While this concession means you'll be able to bring any beach ball you want and play any game you like, the beach owner will still be allowed to kick you out if he decides you're staying too long or spreading out too many blankets. It's his beach, not yours.
Sadly, the FCC declined to mandate that the owner be required to let a third party lease capacity on the network to sell its own package of services under its own brand, no matter how exotic. With such a requirement in place, micro-providers would have sprung up by the thousands.
I see Wi-Fi as a prime example of what can be done with the sort of open forum that a wholesale requirement in the FCC auction might have created. Wi-Fi uses unlicensed spectrum, often called a "junk" band for the variety of purposes that have been tossed into it, from cordless phones to microwave ovens.
These junk bands are public beaches, and rather messy ones. Imagine circus elephants, dune buggies, nude bathers, and a dense crush of people all sharing the same beach. It's noisy, chaotic, and the line for sno-cones is sometimes not worth the wait. But the fabulous success of that beach is evinced by the 3,500 different devices that are now certified to connect with Wi-Fi networks.
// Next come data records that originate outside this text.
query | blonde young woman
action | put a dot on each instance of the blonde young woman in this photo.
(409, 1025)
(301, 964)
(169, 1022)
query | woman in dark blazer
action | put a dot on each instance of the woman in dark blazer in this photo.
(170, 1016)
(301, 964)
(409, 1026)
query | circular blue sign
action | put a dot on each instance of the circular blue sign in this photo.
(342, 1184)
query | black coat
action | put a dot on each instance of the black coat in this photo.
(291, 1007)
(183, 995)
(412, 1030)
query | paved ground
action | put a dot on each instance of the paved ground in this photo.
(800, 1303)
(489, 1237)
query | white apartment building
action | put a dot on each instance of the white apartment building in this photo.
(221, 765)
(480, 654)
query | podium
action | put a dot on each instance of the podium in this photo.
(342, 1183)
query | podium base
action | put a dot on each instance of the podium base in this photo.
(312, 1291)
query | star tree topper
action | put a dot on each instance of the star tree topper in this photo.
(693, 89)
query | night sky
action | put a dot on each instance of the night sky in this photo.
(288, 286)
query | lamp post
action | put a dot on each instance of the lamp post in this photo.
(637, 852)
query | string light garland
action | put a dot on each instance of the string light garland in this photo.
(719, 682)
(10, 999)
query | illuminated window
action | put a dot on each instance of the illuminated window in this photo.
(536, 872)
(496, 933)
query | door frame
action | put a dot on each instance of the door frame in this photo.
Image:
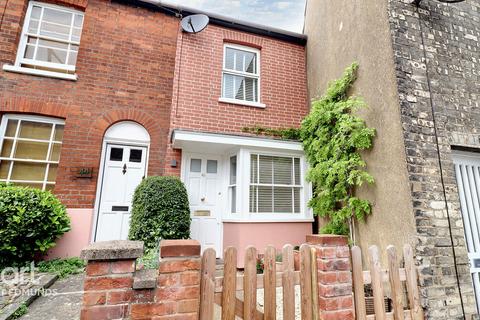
(101, 173)
(186, 156)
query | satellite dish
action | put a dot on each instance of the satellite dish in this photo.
(194, 23)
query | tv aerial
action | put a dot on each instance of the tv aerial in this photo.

And the FCC has certified thousands more devices that belong to the same 802.11 family of wireless specifications as Wi-Fi, or that use entirely different, incompatible standards but work on the same spectrum.
These thousands of devices include cameras, smartphones, organizers, gaming systems—even a dancing bunny that wiggles its ears and speaks to you based on the Wi-Fi signals it receives, the Nabaztag (www.nabaztag.com).